Härlanda is one of the 21 stadsdelsnämndsområden (roughly "city district committee areas") of Gothenburg Municipality in Sweden, situated to the east of the city centre. To the east of Härlanda lies Partille Municipality, and to the south Härryda Municipality. In Gothenburg Municipality it borders Örgryte to the west and Kortedala to the north, across the stream Säveån.

It is largely a middle-class, residential area and mostly consists of apartment blocks built before 1960.

==Geography==
Härlanda borough is composed of four officially defined residential districts:

- Björkekärr, which is based on the traditional district with the same name
- Härlanda, which consists of parts of the traditional districts Kålltorp and Vidkärr.
- Kålltorp, which includes most of the traditional district with the same name.
- Torpa, which consists of the traditional districts of Torpa, Fräntorp and parts of Vidkärr.

==Demographics==
Härlanda has approximately 20 000 inhabitants, divided into 11 100 households, therefore a large proportion of the households are considered as small.
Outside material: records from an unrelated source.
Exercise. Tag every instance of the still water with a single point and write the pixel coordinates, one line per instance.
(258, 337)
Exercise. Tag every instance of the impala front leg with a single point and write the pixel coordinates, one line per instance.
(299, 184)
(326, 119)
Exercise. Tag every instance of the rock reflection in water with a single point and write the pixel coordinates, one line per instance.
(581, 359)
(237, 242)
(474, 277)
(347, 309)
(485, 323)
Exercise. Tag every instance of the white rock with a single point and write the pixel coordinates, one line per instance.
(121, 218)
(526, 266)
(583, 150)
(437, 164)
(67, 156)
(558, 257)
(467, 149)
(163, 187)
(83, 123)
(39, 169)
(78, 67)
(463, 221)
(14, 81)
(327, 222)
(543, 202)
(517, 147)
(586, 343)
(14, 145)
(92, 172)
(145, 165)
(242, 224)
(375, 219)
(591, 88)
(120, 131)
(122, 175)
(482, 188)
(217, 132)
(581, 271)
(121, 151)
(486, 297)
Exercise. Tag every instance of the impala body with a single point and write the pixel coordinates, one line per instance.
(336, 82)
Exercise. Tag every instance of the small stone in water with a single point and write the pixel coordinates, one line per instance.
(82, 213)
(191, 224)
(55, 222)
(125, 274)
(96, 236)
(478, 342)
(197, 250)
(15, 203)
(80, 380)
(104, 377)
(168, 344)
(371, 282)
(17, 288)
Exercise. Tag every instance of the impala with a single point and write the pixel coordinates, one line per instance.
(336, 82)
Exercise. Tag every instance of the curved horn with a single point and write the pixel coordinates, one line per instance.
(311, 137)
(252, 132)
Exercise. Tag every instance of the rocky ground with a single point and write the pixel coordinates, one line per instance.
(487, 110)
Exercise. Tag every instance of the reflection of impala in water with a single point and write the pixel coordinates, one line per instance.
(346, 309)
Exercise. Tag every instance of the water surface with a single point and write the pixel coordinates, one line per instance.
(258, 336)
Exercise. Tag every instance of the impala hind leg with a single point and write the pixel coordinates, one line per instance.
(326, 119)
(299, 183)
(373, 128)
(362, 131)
Over 800 of the inhabitants are foreign citizens born abroad, and a further 130 are foreign citizens but born in Sweden. Almost 1500 inhabitants of Härlanda are first generation immigrants.

==Places of interest==
Härlanda Park is a defunct prison where the local administration resides. It is now a listed historical building.

Härlanda Tjärn is, during the summertime, a popular place for sunbathing, and during the winter for ice-skating.

Brudaremossen masts located in the Delsjön nature reserve.

==Sports==
Härlanda is home to the football club Qviding FIF which currently plays in Superettan, the second highest league in Sweden.